Ricky happened to be billeted at the Army Hotel as well. Almond and I first noticed him during the buffet breakfast, at which we already noted his hair and his fashion sense. It was Ma’am Odette and Ma’am Letty who confirmed the happy fact of his Pinoy-ness. Ricky turned out to be the visiting consultant at the museum near the university. Later on, at the steps of the VNU, we met Roland and the other Singapore-based Pinoy grad students who were attending the same conference. Roland also presented a paper.

We had lunch at Greenbelt 5, at Fely J’s (another LJC restaurant) on the second floor. It was a good thing we arrived early, as the place was soon fully packed. The menu is Filipino and Asian dishes served family style, with very reasonable prices. Check out the pork adobo with whole cloves of roasted garlic (yum!):

(I must apologize for the lack of focus in that pic. It smells and tastes more appetizing than the photo suggests.)

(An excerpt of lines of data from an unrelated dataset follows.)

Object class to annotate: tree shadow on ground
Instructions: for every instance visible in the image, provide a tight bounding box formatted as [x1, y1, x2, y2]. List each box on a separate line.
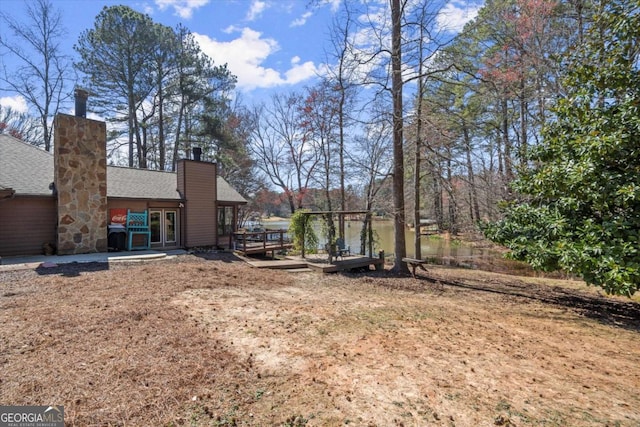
[193, 252, 244, 263]
[35, 261, 110, 277]
[414, 273, 640, 332]
[351, 268, 640, 333]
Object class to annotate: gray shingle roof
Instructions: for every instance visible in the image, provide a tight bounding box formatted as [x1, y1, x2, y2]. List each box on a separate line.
[0, 134, 247, 203]
[0, 134, 55, 195]
[217, 176, 247, 203]
[107, 166, 181, 200]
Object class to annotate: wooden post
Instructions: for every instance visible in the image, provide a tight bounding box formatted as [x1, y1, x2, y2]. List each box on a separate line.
[376, 250, 384, 270]
[368, 218, 374, 258]
[301, 215, 308, 258]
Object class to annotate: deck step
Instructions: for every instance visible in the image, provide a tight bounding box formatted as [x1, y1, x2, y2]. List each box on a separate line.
[109, 253, 168, 262]
[244, 259, 309, 269]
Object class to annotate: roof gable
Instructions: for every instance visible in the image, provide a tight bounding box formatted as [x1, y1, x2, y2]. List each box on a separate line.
[217, 176, 247, 204]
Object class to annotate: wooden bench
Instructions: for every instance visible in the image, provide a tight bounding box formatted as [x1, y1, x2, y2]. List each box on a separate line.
[126, 210, 151, 251]
[402, 257, 428, 278]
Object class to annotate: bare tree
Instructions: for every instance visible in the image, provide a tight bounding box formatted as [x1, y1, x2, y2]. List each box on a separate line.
[347, 105, 393, 256]
[0, 105, 44, 143]
[300, 81, 340, 245]
[0, 0, 72, 151]
[325, 3, 360, 239]
[249, 92, 321, 214]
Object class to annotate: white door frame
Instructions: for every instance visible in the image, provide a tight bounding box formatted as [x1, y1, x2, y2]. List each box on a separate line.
[150, 209, 178, 247]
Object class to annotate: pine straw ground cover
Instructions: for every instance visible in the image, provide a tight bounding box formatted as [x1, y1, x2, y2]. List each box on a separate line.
[1, 253, 639, 426]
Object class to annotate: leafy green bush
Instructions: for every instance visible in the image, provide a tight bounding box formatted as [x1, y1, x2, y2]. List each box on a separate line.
[289, 210, 318, 254]
[484, 5, 640, 296]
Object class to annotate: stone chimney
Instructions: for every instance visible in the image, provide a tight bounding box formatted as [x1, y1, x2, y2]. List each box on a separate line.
[193, 147, 202, 161]
[54, 93, 108, 255]
[74, 88, 89, 118]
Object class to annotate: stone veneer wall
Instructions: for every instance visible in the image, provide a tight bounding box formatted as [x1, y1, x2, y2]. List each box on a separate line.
[54, 114, 108, 255]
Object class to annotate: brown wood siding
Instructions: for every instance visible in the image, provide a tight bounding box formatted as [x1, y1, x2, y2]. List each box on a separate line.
[178, 160, 217, 248]
[107, 200, 148, 212]
[148, 201, 180, 209]
[0, 197, 56, 257]
[177, 165, 185, 246]
[107, 200, 181, 211]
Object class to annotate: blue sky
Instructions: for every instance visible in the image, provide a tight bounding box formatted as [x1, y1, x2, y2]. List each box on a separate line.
[0, 0, 483, 113]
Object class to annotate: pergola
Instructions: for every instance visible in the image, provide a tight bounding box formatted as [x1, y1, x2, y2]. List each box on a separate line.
[297, 210, 374, 263]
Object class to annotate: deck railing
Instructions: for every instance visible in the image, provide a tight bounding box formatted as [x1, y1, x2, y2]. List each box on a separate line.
[232, 229, 292, 254]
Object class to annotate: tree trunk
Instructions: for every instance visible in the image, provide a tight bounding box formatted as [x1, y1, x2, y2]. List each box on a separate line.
[413, 137, 421, 260]
[413, 18, 426, 261]
[339, 91, 346, 240]
[501, 96, 513, 196]
[360, 208, 372, 256]
[391, 0, 408, 273]
[446, 156, 458, 235]
[287, 190, 296, 215]
[432, 166, 443, 231]
[463, 125, 480, 222]
[158, 75, 166, 171]
[128, 92, 135, 168]
[519, 78, 528, 167]
[134, 115, 147, 169]
[172, 99, 185, 171]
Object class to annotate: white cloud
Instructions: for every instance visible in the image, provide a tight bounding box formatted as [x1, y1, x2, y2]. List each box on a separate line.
[155, 0, 210, 19]
[0, 95, 28, 113]
[246, 0, 268, 21]
[285, 58, 318, 84]
[142, 4, 155, 15]
[321, 0, 341, 13]
[290, 11, 313, 27]
[437, 0, 481, 33]
[194, 28, 318, 91]
[222, 25, 238, 34]
[290, 0, 342, 28]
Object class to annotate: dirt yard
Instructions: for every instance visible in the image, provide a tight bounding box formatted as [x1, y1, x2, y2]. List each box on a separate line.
[1, 253, 639, 426]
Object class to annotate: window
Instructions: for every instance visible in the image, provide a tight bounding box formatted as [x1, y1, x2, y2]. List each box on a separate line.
[165, 211, 176, 243]
[217, 206, 234, 236]
[150, 211, 161, 244]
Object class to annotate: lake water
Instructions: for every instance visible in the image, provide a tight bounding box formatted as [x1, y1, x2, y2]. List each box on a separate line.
[261, 219, 509, 268]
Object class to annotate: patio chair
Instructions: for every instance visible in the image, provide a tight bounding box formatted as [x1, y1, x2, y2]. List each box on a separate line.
[126, 210, 151, 251]
[335, 237, 350, 259]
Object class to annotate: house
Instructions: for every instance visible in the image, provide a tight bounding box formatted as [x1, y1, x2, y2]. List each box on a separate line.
[0, 111, 246, 257]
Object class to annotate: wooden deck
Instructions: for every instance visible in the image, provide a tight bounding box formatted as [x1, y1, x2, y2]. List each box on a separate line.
[234, 242, 294, 256]
[233, 229, 293, 257]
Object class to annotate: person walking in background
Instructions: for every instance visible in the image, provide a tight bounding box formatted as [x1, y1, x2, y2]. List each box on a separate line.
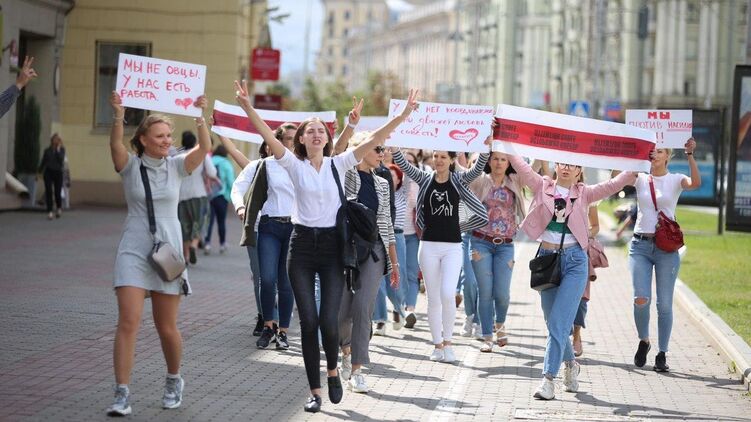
[234, 80, 418, 413]
[469, 151, 526, 352]
[177, 131, 217, 265]
[507, 154, 636, 400]
[572, 200, 604, 357]
[38, 133, 66, 220]
[106, 92, 211, 416]
[392, 140, 491, 364]
[0, 56, 37, 119]
[401, 151, 422, 327]
[629, 139, 701, 372]
[204, 144, 235, 254]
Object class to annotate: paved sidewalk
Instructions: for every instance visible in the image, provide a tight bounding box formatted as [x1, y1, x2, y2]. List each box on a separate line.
[0, 208, 749, 421]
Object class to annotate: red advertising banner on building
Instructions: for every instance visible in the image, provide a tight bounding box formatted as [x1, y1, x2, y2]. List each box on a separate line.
[250, 48, 280, 81]
[254, 94, 283, 111]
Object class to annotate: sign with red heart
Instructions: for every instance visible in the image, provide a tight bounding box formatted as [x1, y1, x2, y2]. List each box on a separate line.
[386, 100, 494, 152]
[115, 53, 206, 117]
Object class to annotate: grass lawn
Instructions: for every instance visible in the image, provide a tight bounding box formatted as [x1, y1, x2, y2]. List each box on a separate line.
[599, 199, 751, 346]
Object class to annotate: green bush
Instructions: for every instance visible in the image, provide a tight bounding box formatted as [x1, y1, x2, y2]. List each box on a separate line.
[13, 95, 41, 174]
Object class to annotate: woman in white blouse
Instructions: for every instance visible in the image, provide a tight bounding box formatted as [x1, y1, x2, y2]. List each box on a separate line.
[234, 80, 418, 413]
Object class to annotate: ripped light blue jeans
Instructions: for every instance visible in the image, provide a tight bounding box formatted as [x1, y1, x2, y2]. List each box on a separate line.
[629, 236, 680, 353]
[469, 236, 515, 337]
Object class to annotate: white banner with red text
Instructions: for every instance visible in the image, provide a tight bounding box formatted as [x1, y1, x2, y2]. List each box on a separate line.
[625, 109, 692, 148]
[211, 100, 336, 144]
[492, 104, 656, 172]
[386, 100, 494, 153]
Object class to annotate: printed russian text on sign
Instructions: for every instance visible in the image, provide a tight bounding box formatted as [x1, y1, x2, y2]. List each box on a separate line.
[493, 104, 655, 172]
[115, 53, 206, 117]
[386, 100, 494, 153]
[625, 109, 692, 148]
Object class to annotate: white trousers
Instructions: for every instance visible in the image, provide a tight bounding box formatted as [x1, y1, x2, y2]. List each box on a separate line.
[418, 241, 464, 344]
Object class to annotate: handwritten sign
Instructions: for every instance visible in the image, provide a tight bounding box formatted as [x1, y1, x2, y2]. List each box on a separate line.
[211, 100, 336, 144]
[626, 109, 692, 148]
[494, 104, 656, 172]
[345, 116, 388, 132]
[115, 53, 206, 117]
[386, 100, 494, 152]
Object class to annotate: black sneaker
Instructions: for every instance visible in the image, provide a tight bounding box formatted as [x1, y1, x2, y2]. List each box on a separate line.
[653, 351, 669, 372]
[304, 394, 322, 413]
[252, 314, 263, 337]
[272, 323, 279, 343]
[634, 340, 651, 368]
[405, 312, 417, 329]
[328, 371, 343, 404]
[188, 247, 197, 265]
[256, 326, 275, 349]
[276, 331, 289, 350]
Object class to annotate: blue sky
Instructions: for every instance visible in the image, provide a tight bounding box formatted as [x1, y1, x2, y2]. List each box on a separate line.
[267, 0, 323, 78]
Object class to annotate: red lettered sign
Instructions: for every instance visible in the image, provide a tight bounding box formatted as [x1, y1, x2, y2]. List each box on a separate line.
[254, 94, 283, 111]
[250, 48, 280, 81]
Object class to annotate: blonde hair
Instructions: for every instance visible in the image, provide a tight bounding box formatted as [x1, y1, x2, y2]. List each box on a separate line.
[129, 114, 174, 156]
[347, 131, 373, 150]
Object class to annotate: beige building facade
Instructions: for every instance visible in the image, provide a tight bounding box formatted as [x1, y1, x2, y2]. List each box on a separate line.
[58, 0, 268, 206]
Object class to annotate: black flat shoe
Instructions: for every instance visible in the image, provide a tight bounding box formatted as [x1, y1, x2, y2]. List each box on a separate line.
[634, 340, 651, 368]
[653, 351, 670, 372]
[328, 372, 343, 404]
[189, 247, 197, 264]
[303, 394, 321, 413]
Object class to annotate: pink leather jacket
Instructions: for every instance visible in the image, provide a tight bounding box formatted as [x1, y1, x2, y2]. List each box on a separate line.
[508, 155, 637, 249]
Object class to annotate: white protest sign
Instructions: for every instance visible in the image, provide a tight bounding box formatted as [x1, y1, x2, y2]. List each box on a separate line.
[386, 100, 494, 153]
[116, 53, 206, 117]
[345, 116, 388, 132]
[494, 104, 656, 172]
[625, 109, 692, 148]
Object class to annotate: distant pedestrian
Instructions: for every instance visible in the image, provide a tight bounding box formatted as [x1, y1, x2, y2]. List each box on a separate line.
[106, 91, 211, 416]
[628, 139, 701, 372]
[401, 152, 423, 327]
[507, 154, 636, 401]
[0, 56, 37, 119]
[38, 133, 66, 220]
[204, 144, 235, 254]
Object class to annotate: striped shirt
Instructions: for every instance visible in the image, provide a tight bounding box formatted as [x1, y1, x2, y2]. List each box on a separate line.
[345, 167, 395, 275]
[0, 85, 21, 119]
[393, 183, 407, 231]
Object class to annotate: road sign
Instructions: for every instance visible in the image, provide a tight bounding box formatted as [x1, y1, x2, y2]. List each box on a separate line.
[568, 101, 591, 117]
[250, 48, 280, 81]
[253, 94, 283, 111]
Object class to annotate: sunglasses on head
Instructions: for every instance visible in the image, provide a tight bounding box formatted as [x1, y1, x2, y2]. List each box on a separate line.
[374, 146, 386, 153]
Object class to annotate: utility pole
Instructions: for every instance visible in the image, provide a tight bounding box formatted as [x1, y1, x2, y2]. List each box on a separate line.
[302, 0, 312, 78]
[637, 1, 648, 108]
[591, 0, 605, 118]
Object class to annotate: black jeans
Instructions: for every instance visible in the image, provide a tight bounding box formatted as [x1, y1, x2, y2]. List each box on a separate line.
[287, 225, 344, 390]
[205, 196, 228, 245]
[43, 169, 63, 212]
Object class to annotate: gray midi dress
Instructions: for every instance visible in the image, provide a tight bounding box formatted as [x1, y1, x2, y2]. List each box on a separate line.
[114, 153, 191, 296]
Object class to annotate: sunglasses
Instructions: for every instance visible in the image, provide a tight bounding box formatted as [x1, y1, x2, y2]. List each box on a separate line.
[374, 146, 386, 153]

The other big winner of the day was the fried tilapia in sweet plum sauce shown here ready to swim off the plate and into our stomachs:

To accompany those we also had bangus belly sinigang (sampalok), ensalada ni nanay (red eggs, assorted vegetables and bagoong), ginataang gulay (squash, string beans, other vegetables and shrimps in coconut milk), and for dessert, “Claude’s Dream” (a generous scrape of soft, fresh buko meat on top of creamy macapuno ice cream surrounded by pandan flavored jelly):

All in all, a very satisfying meal (despite the slow – but friendly! – service).

We then proceeded to the Ayala Museum, where Ricky was able to get us discounted entrance rates (thank you!).